Para os autores da obra, Pedro A. G. dos Santos e Farida Jalalzai, a ascensão da petista à Presidência despertou uma reação desvairada que buscava não apenas tirá-la do poder, mas também enfraquecer a participação de mulheres na política, o que contribuiu para o retrocesso do combate às desigualdades nos governos seguintes.

Santos fazia pesquisa no Brasil para o seu doutorado durante a campanha eleitoral de 2010, enquanto Jalalzai já vinha estudando as experiências de mulheres em cargos executivos — inclusive Hilary Clinton. 

Juntos, eles combinam uma compreensão da burocracia institucional do governo brasileiro com uma perspectiva nítida das relações de gênero no âmbito político.

Os autores examinam duas questões principais no livro. Primeiro, como Dilma usou o seu poder para fortalecer o papel das mulheres na política brasileira. Segundo, como a questão de gênero impactou o seu governo e o processo de impeachment que a derrubou — observou Andre Pagliarini, em artigo na Folha.

Pagliani é professor de história da América Latina moderna no Dartmouth College, em Hanover (New Hampshire, EUA).

Segundo ele, os autores do livro concluíram que o empoderamento das mulheres — o processo de fornecer a elas mais poder decisório sobre políticas públicas— oferece benefícios para a sociedade como um todo.

“Embora alguns possam estar convencidos de que empoderar as mulheres é um jogo de soma zero,” sustentam os autores, “sabemos que empoderar as mulheres empodera todos nós”.

Uma lição infeliz que sobressai do estudo, contudo, é a fragilidade de avanços na área de representatividade de gênero na política.

Existem ao menos três maneiras para julgar até que ponto uma mulher na Presidência serve para empoderar as mulheres em geral na política, de acordo com os autores.
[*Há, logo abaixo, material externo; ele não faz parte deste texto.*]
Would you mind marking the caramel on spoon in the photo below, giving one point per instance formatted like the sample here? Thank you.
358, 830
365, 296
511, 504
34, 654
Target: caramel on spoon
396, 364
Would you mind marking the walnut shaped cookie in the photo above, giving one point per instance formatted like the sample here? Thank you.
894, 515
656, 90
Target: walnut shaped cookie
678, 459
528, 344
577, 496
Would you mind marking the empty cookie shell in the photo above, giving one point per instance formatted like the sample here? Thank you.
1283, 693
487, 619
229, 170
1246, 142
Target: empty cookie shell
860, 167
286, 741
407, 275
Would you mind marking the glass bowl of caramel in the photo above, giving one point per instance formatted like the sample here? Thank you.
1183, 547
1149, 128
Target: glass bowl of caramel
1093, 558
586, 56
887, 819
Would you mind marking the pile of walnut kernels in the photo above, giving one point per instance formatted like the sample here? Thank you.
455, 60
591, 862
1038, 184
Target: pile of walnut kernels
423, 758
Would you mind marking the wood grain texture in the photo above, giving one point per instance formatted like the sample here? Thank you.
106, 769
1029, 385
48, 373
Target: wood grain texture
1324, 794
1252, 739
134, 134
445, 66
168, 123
A primeira e mais direta passa por uma análise de suas nomeações. 

Como reparam Santos e Jalalzai, “os chefes do Executivo possuem maior capacidade que os legisladores e membros individuais do gabinete para influenciar a composição de gênero das instituições políticas e as prioridades políticas”.

Santos e Jalalzai lembram que Dilma tanto insistiu em empoderar mulheres que acabou sacrificando possíveis apoios políticos. Nomeou dez mulheres sem filiação partidária, oito do PT e apenas uma de outro partido (Kátia Abreu, então no PMDB, hoje no Progressistas) para chefiar ministérios em seu governo. 

Os autores especulam que, dada a percepção de que mulheres são menos suscetíveis à corrupção que homens, aumentar o número delas no governo à medida que escândalos de corrupção surgissem tinha uma certa lógica política.

Santos e Jalalzai ressaltam também a complexidade do sistema de coalizões que sustentam o presidencialismo brasileiro, notando que, nos governos Lula e Dilma, mulheres foram nomeadas quase que exclusivamente para ministérios controlados pelo PT depois de negociações com partidos de sustentação do governo ou para ministérios bem próximos ao presidente (Secretaria de Relações Institucionais e Casa Civil, por exemplo).

Se a presidenta priorizasse menos a questão de gênero, poderia ter distribuído esses cargos entre os fisiologistas de plantão em troca de um aval político, que acabou se dissipando. Os resultados para o seu governo foram catastróficos, mas não parece apropriado culpá-la inteiramente por isso.